Generally used to treat insomnia, Ambien is a depressant. It typically comes in two forms: quick or slow release. The former is used to induce sleep shortly after ingesting, and the latter helps maintain regular sleep patterns over time.
Ambien was designed and marketed to be a safe alternative to benzodiazepines. It’s generally accepted to be less addictive and has a significantly less dangerous withdrawal experience. However, this strategic positioning by the maker leads to many people asking, “Can you become addicted to Ambien?”
The answer often surprises people, especially since many users believe Ambien to be a truly safe medication for their sleeping troubles. It is also addictive, and users can form a dangerous habit in as little as two months. This misconception leads to dangerous addictions and illegal abuse of the chemical.
Ambien addiction can happen whether the drug is being illegally obtained or used under prescribed dosage. The primary factor is that the average user builds a tolerance very rapidly, which can lead them to exceed dosage rules. In other words, even patients with prescriptions may find themselves wanting to take higher or more frequent doses, as the drug seemingly loses potency the longer the individual is on the prescription.

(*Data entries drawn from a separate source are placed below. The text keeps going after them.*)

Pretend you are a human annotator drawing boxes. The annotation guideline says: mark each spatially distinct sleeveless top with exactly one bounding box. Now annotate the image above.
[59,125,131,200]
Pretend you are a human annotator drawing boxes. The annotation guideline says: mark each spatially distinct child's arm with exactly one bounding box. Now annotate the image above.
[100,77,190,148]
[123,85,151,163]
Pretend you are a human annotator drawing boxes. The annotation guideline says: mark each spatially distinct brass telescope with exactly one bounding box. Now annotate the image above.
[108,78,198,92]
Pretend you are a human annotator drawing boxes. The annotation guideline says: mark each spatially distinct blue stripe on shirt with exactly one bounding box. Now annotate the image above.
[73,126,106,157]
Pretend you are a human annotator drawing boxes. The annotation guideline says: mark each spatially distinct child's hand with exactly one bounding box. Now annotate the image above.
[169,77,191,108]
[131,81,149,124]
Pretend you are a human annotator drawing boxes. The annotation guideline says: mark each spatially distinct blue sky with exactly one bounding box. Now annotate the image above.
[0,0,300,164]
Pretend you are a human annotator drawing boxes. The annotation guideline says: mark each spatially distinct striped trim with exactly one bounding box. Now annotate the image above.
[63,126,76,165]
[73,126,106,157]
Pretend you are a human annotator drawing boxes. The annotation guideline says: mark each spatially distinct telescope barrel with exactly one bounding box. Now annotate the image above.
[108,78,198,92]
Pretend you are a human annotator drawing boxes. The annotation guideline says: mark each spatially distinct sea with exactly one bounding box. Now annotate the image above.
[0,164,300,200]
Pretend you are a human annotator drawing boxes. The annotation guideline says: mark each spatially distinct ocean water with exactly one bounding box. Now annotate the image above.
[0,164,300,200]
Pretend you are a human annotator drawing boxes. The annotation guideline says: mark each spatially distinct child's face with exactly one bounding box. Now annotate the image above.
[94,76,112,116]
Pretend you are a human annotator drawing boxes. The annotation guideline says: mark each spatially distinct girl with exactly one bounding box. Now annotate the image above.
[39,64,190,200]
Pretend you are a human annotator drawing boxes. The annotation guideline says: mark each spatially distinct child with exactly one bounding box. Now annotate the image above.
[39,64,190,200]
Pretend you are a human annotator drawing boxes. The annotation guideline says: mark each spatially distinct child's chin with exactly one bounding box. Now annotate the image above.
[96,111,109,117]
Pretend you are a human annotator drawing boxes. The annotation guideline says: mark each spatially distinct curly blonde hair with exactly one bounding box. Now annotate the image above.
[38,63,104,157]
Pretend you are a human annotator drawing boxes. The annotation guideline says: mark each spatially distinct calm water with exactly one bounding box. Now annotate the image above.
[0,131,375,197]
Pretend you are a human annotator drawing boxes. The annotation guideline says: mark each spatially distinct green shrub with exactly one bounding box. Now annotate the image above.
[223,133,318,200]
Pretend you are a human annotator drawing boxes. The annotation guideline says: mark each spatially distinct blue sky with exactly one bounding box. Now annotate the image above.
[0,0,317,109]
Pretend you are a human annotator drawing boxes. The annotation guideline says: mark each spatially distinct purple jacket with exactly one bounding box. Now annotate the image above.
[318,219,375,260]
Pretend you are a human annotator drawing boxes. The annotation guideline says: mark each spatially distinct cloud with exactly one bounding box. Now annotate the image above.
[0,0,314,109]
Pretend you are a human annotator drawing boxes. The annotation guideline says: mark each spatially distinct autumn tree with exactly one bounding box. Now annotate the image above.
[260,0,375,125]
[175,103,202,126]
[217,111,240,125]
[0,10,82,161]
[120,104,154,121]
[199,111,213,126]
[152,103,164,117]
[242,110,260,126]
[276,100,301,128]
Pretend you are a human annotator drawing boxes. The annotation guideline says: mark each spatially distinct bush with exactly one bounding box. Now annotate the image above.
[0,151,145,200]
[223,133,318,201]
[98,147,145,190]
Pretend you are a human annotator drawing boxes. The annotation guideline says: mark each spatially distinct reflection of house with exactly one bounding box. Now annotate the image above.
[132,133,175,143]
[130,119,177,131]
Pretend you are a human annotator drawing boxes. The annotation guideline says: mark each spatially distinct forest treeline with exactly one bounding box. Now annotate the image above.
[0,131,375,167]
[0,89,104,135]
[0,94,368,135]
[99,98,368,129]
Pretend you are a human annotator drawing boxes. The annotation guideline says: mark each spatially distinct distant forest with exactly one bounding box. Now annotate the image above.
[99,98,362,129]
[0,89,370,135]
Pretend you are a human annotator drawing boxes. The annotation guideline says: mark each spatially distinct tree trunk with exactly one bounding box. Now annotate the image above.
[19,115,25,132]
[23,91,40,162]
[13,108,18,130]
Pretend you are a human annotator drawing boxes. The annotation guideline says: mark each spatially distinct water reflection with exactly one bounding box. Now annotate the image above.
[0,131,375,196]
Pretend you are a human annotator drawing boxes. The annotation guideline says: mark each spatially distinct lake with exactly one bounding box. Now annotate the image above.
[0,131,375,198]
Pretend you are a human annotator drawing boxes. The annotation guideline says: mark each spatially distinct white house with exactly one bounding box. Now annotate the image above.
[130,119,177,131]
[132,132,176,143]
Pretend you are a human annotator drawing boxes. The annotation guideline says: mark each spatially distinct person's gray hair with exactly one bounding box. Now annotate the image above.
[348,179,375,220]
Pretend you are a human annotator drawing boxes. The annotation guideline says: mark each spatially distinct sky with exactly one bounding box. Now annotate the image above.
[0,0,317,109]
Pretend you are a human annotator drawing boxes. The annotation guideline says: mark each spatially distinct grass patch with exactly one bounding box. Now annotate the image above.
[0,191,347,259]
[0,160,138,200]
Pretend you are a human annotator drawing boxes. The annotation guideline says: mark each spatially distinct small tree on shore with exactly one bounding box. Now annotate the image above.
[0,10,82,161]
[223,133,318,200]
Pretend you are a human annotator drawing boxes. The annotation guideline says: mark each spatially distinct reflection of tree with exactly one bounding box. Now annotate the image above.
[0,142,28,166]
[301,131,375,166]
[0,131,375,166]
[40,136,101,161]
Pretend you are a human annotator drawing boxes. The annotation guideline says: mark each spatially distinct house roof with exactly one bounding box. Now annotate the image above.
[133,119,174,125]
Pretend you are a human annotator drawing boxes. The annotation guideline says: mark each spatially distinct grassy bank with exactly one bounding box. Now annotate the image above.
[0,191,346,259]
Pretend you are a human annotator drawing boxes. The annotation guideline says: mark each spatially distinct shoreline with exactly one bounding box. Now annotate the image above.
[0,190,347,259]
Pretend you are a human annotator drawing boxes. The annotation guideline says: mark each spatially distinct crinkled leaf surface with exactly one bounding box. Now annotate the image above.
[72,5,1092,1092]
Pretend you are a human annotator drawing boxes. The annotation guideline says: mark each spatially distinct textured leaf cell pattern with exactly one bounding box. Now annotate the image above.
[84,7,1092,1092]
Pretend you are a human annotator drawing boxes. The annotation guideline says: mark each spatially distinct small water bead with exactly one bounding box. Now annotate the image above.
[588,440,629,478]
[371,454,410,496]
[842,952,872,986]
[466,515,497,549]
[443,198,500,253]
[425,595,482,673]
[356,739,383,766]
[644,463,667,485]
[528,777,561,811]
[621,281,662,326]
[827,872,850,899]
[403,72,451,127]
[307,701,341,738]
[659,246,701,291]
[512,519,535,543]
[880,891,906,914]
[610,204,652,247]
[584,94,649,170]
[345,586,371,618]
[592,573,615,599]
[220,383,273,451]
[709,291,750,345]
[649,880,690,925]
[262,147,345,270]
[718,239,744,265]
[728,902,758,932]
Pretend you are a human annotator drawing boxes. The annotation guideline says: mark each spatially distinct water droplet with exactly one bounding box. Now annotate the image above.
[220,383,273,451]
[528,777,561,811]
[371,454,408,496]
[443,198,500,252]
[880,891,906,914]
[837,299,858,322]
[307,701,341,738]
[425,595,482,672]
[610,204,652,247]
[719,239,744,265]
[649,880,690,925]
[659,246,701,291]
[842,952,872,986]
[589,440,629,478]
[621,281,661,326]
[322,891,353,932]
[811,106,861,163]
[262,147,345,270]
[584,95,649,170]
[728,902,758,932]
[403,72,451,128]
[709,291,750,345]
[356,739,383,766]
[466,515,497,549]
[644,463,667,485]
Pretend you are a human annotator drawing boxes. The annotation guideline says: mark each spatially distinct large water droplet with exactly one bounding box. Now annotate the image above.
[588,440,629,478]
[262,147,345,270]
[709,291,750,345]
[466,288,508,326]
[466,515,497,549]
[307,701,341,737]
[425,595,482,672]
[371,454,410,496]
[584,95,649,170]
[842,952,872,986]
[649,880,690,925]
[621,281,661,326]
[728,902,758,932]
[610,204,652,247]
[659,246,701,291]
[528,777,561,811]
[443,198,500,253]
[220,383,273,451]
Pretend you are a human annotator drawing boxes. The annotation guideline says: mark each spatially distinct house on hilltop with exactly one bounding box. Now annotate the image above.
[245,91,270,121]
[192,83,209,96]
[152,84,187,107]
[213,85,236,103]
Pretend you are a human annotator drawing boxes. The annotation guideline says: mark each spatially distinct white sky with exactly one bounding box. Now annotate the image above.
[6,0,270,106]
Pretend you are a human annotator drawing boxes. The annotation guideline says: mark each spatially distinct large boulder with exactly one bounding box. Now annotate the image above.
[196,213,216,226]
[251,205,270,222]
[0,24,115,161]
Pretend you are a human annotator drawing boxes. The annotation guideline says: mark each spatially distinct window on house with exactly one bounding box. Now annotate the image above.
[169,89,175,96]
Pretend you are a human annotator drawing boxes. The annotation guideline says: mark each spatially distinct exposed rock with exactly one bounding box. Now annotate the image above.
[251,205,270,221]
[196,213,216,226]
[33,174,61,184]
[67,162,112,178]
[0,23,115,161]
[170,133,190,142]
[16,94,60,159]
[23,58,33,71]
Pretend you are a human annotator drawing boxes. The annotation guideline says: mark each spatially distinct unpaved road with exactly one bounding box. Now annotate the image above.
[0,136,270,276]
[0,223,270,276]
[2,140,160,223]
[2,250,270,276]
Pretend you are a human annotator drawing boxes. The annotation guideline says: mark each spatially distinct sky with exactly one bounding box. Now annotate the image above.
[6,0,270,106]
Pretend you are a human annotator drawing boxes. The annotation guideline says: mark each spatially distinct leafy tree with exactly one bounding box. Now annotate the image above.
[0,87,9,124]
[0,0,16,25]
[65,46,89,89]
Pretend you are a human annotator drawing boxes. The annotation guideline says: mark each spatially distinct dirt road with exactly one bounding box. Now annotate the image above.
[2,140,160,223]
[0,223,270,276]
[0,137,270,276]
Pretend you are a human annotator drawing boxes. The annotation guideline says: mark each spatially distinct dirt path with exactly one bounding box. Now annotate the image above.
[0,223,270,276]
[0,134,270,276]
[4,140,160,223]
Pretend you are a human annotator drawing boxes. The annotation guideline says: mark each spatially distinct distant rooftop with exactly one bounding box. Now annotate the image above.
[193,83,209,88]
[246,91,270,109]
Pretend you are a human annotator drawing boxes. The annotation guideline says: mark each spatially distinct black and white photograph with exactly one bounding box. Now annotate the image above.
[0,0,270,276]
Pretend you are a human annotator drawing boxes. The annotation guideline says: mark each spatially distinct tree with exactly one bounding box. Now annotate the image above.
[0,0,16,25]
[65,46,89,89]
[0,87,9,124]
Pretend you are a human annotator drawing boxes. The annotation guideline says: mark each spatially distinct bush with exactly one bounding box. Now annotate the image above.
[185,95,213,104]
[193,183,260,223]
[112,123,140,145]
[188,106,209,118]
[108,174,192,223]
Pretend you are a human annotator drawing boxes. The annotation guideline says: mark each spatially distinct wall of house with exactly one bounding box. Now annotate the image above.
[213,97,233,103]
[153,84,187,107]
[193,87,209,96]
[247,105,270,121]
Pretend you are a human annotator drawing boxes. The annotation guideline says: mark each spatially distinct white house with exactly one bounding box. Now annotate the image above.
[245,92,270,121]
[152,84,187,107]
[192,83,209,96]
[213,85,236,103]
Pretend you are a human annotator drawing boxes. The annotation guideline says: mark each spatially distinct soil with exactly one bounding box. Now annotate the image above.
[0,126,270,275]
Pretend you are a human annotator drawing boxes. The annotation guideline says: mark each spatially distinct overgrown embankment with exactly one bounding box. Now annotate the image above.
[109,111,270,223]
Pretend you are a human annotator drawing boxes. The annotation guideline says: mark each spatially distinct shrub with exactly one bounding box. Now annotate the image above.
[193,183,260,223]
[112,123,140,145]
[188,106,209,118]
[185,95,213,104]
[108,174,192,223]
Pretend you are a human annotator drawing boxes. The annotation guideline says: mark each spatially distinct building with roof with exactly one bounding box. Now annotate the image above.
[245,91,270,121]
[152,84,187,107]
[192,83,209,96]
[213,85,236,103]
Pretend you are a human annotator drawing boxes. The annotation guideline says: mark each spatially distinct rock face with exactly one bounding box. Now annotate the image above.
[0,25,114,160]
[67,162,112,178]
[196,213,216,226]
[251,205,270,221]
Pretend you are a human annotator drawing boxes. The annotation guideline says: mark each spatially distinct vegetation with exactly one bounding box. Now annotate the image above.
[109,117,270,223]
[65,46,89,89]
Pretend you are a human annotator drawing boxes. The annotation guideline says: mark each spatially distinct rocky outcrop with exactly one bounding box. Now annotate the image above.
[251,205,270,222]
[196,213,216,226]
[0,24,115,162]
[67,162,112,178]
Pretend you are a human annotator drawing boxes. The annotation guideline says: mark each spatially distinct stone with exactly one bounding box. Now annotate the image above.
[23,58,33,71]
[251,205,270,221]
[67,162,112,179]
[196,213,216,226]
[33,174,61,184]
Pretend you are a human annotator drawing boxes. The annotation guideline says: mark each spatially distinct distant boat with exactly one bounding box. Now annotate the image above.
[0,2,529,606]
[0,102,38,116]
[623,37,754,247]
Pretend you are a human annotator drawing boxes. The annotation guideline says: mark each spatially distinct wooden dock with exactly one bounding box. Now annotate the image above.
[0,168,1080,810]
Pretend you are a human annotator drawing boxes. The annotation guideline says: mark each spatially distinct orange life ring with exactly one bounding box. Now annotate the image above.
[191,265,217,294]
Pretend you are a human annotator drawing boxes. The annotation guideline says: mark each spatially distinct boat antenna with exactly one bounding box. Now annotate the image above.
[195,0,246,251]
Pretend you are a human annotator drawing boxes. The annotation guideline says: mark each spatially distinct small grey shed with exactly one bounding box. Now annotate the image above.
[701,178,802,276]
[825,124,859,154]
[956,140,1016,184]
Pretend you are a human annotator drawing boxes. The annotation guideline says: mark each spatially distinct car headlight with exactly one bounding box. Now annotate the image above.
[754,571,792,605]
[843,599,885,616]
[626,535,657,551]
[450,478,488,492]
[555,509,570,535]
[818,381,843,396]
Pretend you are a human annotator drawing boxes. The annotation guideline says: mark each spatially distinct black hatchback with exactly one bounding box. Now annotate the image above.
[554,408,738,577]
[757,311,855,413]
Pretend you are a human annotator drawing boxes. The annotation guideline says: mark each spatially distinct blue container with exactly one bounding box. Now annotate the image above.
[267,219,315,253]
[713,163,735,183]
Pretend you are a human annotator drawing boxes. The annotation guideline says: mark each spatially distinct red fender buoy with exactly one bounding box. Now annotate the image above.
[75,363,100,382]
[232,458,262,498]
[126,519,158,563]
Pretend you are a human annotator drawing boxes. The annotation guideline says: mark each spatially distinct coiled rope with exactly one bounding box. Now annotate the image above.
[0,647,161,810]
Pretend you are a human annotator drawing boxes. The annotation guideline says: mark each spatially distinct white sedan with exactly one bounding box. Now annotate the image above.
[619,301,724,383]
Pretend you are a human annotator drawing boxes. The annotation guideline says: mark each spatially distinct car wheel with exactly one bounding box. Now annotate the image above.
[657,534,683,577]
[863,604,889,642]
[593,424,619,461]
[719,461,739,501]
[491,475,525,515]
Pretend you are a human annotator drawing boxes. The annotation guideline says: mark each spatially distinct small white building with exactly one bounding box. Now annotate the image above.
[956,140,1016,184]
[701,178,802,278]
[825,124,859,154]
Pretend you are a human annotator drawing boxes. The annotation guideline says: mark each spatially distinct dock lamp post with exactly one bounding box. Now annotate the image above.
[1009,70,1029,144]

This commonly creates a rebound insomnia effect, meaning taking the drug one night results in an intense occurrence of insomnia the next night. This symptom only worsens over time, causing users to feel as if they need the drug to sleep at all. The drug is not intended for anything other than a very short-term treatment of sleeplessness, but users often experience much worse insomnia at the end of treatment, creating a double-edged sword.
Anyone using Ambien should be aware of its addictive traits. Primarily, the main sign for identifying a growing dependency on Ambien is the length and frequency of usage. Anyone using the drug for longer than two weeks should begin to track their usage. Take note of any cravings for the drug as well as periods of memory loss. Additionally, taking more than the prescribed dosage or needing to refill the prescription ahead of schedule is a warning sign of addiction. Finally, as with most addictive drugs, someone suffering an Ambien addiction will likely find themselves becoming more reclusive and justifying spending exorbitant amounts of money to acquire the drug.
Ambien addiction treatment often follows a similar recovery path to the drugs it was meant to replace. Individuals with severe addictions will likely need time in an inpatient facility where side effects like severe insomnia can be better monitored and treated without the use of Ambien. After the patient is guided through detox, they will likely spend time working through an outpatient program to build new healthy routines that support natural sleep cycles.